Maher: Scalia’s Racial Entitlements Comment ‘More Racist Than Anything Paula Deen Ever Said’
(CNSNews.com) – Comedian Bill Maher on Friday accused Supreme Court Justice Antonin Scalia of being “more racist” than Paula Deen.
“Can I read a quote from Justice Scalia about this? This is about the Voting Rights Act, and he said: ‘Whenever a society adopts racial entitlements, it is very difficult to get out of them through the normal political processes.’ Just the fact that he talks about black people voting as an entitlement, that is so much more racist than anything Paula Deen ever said,” Maher said on “Real Time with Bill Maher.”
Deen is a chef who specializes in Southern comfort food.
Twelve companies, including the Food Network, Target, Wal-Mart, Home Depot, and Smithfield, have cut ties with or distanced themselves from Deen after she admitted during a legal deposition in May that she had used the N-word in the past. Deen and her brother are being sued for racial and sexual discrimination by Lisa Jackson, who worked as manager of their restaurant in Savannah, Ga.
“I don’t know why I have become the champion of Paula Deen. I didn’t even know who this person was a year ago. I thought it was Tammy Faye Baker, if you showed me a picture of her,” Maher said.
“Donald Trump is a worst racist, but he doesn’t say the N-word. You know it’s like we have replaced having a conversation about race with, oh, okay, liberals feel good about themselves if they make the bad person go away. Who’s the bad person? The one we caught saying that one word?” Maher asked.
“Donald Trump is a worst racist, but he gets to keep his show, because he never said the word. Sarah Palin’s a worst racist. She said Obama was shucking and jiving his way to victory. Newt Gingrich said he was the food stamp president. This is real racist,” Maher added.
In oral arguments on the Voting Rights Act in Shelby v. Holder on Feb. 27, 2013, Scalia explained that the Supreme Court “doesn’t like to get involved in racial questions such as this one” and would rather it be left to Congress.
When the Voting Rights Act was initially enacted, there was double-digit opposition to it in the Senate, Scalia said. After repeated re-enactments, there was “not a single vote in the Senate against it” during the last enactment, he said, with the House doing “pretty much the same.”
“Now, I don't think that's attributable to the fact that it is so much clearer now that we need this. I don't think there is anything to be gained by any Senator to vote against continuation of this act,” Scalia said.
“I think it is attributable, very likely attributable, to a phenomenon that is called perpetuation of racial entitlement.

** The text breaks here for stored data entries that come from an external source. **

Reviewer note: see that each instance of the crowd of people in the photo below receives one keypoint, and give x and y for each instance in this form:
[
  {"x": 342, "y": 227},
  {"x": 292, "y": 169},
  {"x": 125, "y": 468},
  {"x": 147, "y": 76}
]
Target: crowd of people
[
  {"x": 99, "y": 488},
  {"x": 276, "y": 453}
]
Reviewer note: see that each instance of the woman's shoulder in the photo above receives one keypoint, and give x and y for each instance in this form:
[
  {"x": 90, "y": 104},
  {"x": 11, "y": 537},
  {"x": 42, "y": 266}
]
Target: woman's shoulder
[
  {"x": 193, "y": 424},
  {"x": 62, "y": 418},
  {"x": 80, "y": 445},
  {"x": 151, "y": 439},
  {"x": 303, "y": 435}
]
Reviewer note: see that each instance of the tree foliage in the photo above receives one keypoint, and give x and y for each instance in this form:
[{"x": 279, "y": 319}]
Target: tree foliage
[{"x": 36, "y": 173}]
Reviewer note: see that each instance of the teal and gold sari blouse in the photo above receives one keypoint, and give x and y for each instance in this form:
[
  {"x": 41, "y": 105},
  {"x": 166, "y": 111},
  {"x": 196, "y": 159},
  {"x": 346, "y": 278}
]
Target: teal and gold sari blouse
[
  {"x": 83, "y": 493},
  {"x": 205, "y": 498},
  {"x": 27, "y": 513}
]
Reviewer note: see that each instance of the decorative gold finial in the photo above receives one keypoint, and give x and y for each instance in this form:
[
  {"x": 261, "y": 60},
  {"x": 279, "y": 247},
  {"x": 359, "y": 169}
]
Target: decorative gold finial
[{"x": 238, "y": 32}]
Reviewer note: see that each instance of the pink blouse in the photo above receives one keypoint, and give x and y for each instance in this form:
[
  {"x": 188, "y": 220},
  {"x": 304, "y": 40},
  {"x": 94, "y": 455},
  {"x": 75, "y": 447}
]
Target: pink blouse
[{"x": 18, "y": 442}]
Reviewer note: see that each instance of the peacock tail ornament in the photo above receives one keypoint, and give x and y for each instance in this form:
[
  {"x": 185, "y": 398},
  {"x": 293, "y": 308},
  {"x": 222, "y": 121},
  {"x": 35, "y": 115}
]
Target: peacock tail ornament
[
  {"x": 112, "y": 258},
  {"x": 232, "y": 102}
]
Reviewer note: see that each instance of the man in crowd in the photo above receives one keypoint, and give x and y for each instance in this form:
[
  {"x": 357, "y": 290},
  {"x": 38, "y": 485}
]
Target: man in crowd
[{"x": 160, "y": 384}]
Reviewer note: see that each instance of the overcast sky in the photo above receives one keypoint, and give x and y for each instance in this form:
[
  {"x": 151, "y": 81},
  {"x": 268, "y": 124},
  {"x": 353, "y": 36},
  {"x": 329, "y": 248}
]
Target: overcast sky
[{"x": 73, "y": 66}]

It's been written about. Whenever a society adopts racial entitlements, it is very difficult to get out of them through the normal political processes,” Scalia added.
“I don't think there is anything to be gained by any Senator to vote against continuation of this act. And I am fairly confident it will be reenacted in perpetuity unless -- unless a court can say it does not comport with the Constitution. You have to show, when you are treating different States differently, that there's a good reason for it,” he said.